Volkswagen Group is in a position to overtake Tesla in both electric vehicle production figures and software development, the automaker’s labor chief, Bernd Osterloh, said in an interview with a German news outlet.
“If Tesla sets up three factories where 300,000 to 500,000 cars can be produced, then we are talking about a number of units between 900,000 and 1.5 million. We want to achieve the same in 2023, probably even earlier,” Osterloh, who is head of the automaker’s works council, told the Welt am Sonntag newspaper on Sunday.
VW’s modular electric-drive matrix platform, or MEB, gives the automaker a “huge” advantage,” as it can build any vehicle of any brand on it, Osterloh said.

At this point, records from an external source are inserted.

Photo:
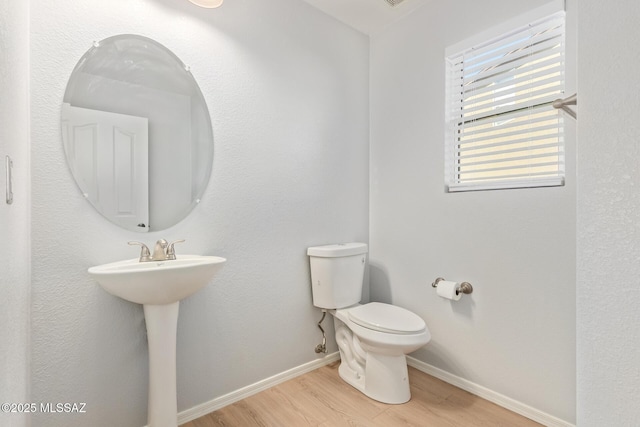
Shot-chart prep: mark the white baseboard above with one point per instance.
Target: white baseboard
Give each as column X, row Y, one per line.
column 490, row 395
column 229, row 398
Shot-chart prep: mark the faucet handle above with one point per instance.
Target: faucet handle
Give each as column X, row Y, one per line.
column 171, row 251
column 145, row 255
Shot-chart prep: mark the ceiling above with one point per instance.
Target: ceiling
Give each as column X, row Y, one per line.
column 367, row 16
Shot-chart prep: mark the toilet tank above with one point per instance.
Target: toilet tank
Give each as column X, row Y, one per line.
column 337, row 273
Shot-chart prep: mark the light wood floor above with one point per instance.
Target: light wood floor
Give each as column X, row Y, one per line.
column 320, row 398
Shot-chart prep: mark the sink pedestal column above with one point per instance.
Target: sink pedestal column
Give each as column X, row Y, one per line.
column 162, row 325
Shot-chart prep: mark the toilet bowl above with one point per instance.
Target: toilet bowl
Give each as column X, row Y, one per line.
column 372, row 349
column 372, row 338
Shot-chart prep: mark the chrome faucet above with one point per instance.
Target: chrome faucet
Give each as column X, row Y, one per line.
column 162, row 251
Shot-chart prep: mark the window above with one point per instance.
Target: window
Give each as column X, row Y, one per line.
column 502, row 129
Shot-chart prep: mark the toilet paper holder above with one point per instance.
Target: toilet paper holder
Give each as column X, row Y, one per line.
column 464, row 288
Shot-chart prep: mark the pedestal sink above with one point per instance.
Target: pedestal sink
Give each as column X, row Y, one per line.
column 159, row 286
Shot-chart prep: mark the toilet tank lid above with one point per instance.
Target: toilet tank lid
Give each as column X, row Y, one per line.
column 338, row 250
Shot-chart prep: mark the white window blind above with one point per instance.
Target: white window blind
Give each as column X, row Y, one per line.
column 503, row 130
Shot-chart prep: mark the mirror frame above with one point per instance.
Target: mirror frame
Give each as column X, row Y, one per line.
column 132, row 77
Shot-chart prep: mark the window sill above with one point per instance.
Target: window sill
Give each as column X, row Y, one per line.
column 502, row 185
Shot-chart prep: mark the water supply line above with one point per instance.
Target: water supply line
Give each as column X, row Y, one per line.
column 322, row 348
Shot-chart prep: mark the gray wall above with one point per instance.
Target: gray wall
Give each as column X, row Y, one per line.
column 608, row 240
column 287, row 89
column 14, row 219
column 515, row 334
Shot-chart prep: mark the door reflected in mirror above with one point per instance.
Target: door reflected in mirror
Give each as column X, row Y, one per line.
column 136, row 133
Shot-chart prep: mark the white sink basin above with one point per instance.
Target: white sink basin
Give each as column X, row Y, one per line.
column 157, row 282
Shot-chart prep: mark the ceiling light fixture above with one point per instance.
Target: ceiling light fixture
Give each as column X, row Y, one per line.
column 207, row 3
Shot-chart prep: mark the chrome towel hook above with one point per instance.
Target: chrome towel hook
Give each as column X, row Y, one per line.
column 9, row 183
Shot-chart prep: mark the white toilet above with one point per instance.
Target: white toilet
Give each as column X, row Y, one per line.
column 373, row 338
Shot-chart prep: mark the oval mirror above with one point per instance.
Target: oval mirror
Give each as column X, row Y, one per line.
column 136, row 133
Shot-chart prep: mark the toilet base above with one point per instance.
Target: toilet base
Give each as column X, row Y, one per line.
column 386, row 378
column 379, row 376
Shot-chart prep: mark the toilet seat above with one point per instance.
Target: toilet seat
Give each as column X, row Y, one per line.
column 386, row 318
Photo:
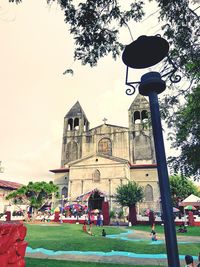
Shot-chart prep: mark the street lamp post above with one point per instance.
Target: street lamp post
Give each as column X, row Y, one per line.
column 142, row 53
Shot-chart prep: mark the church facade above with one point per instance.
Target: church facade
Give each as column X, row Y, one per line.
column 95, row 161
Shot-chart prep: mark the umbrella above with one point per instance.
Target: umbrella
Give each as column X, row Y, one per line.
column 190, row 208
column 95, row 211
column 75, row 206
column 175, row 209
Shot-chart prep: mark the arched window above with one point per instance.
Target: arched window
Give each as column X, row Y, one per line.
column 96, row 176
column 72, row 151
column 144, row 116
column 105, row 146
column 70, row 125
column 64, row 192
column 136, row 117
column 76, row 123
column 148, row 193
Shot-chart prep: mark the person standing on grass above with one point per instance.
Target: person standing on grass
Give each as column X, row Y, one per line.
column 100, row 219
column 189, row 261
column 103, row 233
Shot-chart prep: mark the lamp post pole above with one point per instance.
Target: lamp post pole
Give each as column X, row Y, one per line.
column 148, row 85
column 146, row 52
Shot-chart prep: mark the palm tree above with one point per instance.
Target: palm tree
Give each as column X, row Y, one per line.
column 128, row 195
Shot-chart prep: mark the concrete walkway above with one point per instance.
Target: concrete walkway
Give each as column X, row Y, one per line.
column 119, row 259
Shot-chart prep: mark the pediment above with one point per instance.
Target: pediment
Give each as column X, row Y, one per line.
column 97, row 159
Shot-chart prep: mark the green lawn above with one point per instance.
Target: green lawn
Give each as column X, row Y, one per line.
column 191, row 230
column 55, row 263
column 71, row 237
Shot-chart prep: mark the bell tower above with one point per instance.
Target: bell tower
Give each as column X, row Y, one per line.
column 140, row 132
column 75, row 125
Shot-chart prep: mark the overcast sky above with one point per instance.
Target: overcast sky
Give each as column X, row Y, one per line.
column 36, row 49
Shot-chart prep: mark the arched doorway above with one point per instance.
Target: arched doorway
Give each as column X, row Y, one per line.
column 95, row 200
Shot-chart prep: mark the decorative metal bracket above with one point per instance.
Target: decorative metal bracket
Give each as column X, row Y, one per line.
column 168, row 71
column 130, row 91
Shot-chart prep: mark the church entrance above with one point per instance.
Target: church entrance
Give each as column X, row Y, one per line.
column 95, row 200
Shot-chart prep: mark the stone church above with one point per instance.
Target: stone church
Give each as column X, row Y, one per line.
column 95, row 161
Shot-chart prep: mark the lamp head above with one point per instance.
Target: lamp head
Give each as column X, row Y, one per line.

Osterloh also said he expected an engineering task force called Artemis, set up under Audi CEO Markus Duesmann, to help the group catch up with Tesla’s technological edge. The new Car Software Organization, where all of VW’s software operations are bundled, is a step in this direction, Osterloh told the newspaper.
“Their advantage is that they already have their software in the cars and use it to collect data,” he said of Tesla. “But if we get our system into our cars, we will have much more data within a short time.”
VW said in 2018 that it would spend 44 billion euros ($52 billion) through 2023 as part of a push for now more than 50 full-electric models by 2025.